The decision comes after an overwhelming majority of its shareholders voted in favour of maintaining the highly profitable but highly polluting division.
Glencore first announced plans to spin off the unit last November, bowing to pressure from green investors.
Rethink: Glencore first announced plans to spin off its coal unit last November, bowing to pressure from green investors
The move would have involved merging the unit with the steel and coal manufacturing division of recent acquisition Canada’s Teck Resources.
That combined group would then have been listed on the New York Stock Exchange as a separate business, which executives say would boost returns for shareholders.
But in a dramatic about-face, the Swiss mining giant will now abandon plans that 95 percent of investors had called for it to keep the coal unit, saying that would increase “cash-generating capacity” and “accelerate and optimise the return of excess cash flows to shareholders”.
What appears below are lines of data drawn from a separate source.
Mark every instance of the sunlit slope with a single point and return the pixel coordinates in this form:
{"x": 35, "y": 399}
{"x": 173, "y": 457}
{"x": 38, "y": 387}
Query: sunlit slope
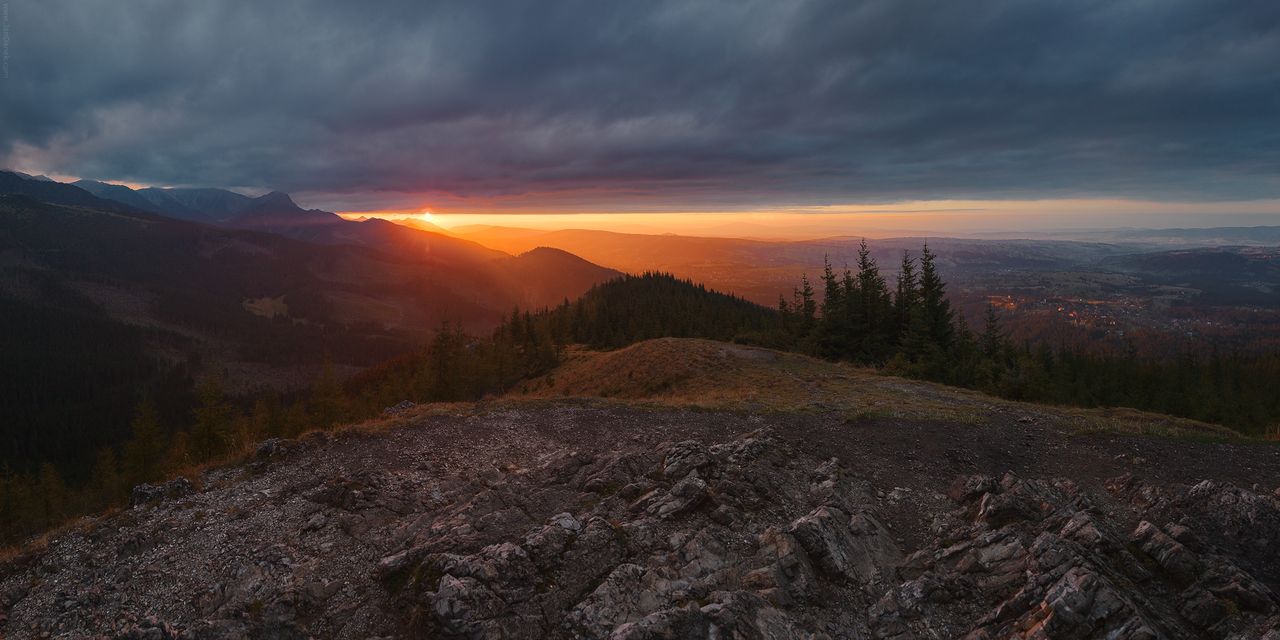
{"x": 731, "y": 376}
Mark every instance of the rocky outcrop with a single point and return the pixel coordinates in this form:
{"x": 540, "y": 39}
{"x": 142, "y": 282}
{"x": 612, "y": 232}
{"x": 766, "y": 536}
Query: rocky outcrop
{"x": 744, "y": 536}
{"x": 1042, "y": 560}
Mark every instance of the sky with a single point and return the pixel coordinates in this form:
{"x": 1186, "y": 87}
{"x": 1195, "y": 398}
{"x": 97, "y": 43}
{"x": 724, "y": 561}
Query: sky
{"x": 1064, "y": 113}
Chief executive Gary Nagle said: “Common sense has prevailed. Shareholders recognise that cash is king.”
Nagle said the industry was now a “dynamic space” in which views on environmental, social and governance (ESG) issues had changed.
He said: “The pendulum has swung back in the last nine to 12 months. The world has recognised the need for coal as we decarbonise.”
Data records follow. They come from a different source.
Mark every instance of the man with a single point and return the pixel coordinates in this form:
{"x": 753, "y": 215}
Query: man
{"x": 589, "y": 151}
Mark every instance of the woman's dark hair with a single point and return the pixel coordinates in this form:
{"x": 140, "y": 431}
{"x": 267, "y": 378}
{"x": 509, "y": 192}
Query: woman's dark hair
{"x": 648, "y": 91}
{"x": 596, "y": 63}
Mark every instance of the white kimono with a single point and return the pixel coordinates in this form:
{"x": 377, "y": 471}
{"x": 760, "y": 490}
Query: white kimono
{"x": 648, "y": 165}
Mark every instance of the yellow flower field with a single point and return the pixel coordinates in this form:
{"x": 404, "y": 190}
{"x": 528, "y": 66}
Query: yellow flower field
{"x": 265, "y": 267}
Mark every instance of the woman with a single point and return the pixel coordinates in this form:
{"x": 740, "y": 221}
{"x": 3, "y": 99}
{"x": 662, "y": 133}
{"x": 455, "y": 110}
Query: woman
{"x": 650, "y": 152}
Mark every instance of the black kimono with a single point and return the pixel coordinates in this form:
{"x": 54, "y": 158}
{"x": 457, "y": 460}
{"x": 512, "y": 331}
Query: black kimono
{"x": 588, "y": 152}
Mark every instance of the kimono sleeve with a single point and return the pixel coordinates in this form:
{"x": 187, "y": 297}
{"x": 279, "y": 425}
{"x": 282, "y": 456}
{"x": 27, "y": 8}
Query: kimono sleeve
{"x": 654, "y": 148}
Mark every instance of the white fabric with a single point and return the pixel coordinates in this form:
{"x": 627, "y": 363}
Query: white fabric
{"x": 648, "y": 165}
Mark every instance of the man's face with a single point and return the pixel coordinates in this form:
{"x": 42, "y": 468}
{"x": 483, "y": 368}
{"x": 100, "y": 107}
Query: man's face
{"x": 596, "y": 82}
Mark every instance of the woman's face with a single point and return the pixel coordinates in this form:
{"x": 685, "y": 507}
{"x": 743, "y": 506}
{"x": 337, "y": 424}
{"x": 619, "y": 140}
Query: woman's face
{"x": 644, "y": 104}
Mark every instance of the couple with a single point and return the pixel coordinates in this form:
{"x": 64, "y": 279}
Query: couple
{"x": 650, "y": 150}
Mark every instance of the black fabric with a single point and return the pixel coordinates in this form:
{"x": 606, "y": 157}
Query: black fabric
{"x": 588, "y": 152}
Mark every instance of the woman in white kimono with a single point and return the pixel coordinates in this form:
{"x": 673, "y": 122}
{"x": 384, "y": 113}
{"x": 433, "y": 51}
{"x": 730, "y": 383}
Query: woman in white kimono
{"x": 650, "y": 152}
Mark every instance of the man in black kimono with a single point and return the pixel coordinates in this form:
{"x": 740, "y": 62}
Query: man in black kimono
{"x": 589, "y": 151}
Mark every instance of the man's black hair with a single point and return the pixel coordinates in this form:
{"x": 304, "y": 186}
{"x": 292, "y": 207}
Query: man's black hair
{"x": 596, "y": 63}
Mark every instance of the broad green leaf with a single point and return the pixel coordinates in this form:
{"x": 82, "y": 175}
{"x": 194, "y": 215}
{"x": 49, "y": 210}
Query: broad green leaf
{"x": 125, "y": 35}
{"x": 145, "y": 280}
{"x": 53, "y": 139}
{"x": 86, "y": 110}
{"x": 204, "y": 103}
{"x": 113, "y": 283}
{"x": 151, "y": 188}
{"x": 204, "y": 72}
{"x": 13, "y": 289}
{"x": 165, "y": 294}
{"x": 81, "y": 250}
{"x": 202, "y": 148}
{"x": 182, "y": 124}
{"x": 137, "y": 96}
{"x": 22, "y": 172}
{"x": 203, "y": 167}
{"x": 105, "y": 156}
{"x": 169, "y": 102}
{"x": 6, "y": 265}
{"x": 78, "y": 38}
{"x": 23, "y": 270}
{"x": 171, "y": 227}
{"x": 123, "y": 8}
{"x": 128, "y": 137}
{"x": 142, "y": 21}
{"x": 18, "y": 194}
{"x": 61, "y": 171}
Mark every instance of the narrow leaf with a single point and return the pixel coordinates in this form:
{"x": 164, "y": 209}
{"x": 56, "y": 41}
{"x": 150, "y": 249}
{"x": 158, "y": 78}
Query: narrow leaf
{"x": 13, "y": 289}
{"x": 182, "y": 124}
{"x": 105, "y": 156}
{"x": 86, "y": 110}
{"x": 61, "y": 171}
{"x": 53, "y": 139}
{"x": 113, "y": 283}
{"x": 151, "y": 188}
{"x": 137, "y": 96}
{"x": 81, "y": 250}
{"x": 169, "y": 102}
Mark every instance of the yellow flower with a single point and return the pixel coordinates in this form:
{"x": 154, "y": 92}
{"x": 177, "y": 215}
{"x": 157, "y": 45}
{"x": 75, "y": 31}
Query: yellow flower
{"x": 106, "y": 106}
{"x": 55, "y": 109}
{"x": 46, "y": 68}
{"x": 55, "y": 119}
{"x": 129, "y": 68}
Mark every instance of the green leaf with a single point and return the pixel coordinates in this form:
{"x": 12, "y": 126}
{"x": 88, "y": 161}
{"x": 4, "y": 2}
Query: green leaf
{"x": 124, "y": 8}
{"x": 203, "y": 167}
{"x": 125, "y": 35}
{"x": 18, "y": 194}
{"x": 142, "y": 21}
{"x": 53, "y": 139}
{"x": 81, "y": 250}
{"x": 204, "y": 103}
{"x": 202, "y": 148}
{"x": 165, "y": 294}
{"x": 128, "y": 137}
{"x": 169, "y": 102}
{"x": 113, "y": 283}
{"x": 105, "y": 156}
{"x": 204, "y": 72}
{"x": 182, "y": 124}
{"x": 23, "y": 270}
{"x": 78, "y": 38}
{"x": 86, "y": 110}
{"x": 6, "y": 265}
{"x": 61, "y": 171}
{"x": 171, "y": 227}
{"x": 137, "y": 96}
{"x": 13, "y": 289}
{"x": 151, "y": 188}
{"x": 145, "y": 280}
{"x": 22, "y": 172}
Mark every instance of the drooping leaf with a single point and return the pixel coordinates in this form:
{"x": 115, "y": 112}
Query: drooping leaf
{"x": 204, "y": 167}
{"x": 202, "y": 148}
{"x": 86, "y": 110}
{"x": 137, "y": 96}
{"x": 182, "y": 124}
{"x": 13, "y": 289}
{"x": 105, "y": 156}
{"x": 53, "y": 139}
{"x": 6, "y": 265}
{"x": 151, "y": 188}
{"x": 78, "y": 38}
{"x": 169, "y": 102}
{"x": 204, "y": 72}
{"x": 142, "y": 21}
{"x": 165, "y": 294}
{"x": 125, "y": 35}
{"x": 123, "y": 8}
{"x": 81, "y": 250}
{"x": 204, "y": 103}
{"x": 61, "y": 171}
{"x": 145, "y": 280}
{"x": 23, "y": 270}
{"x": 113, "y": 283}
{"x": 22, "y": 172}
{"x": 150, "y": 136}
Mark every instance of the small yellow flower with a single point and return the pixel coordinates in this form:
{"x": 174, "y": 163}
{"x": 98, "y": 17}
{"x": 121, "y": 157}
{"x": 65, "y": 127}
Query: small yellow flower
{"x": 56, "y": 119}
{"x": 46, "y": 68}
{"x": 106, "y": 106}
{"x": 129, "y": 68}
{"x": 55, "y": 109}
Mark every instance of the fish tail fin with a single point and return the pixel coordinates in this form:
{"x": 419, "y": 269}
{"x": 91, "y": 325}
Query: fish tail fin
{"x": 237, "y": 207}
Glencore’s board said it still retains the option of considering a divestiture, but the move is likely to anger environmental groups that have been lobbying against coal as a highly polluting fossil fuel.
Fossil fuel companies are feeling the pressure to reduce their emissions, but also to keep their profits high.
Matt Britzman, an analyst at Hargreaves Lansdown, said that while green investors may be disappointed, the decision “makes sense”.
“The coal portfolio is a gold mine, and it is not just thermal coal; steelmaking coal also represents a significant part,” he said.
Glencore’s coal business has benefited from the crisis following Russia’s invasion of Ukraine.
It is also one of the world’s largest copper, nickel and cobalt miners and traders. Glencore said first-half profits fell 33 percent year-on-year to £5 billion. Revenue rose 9 percent to £92 billion.
Glencore shares rose 2.8 percent, or 11.05 pence, to 404.2 pence.
But it is not just Glencore that is abandoning a green agenda. Last week, BP said it will drill a new oil field in the Gulf of Mexico with the aim of returning money to investors.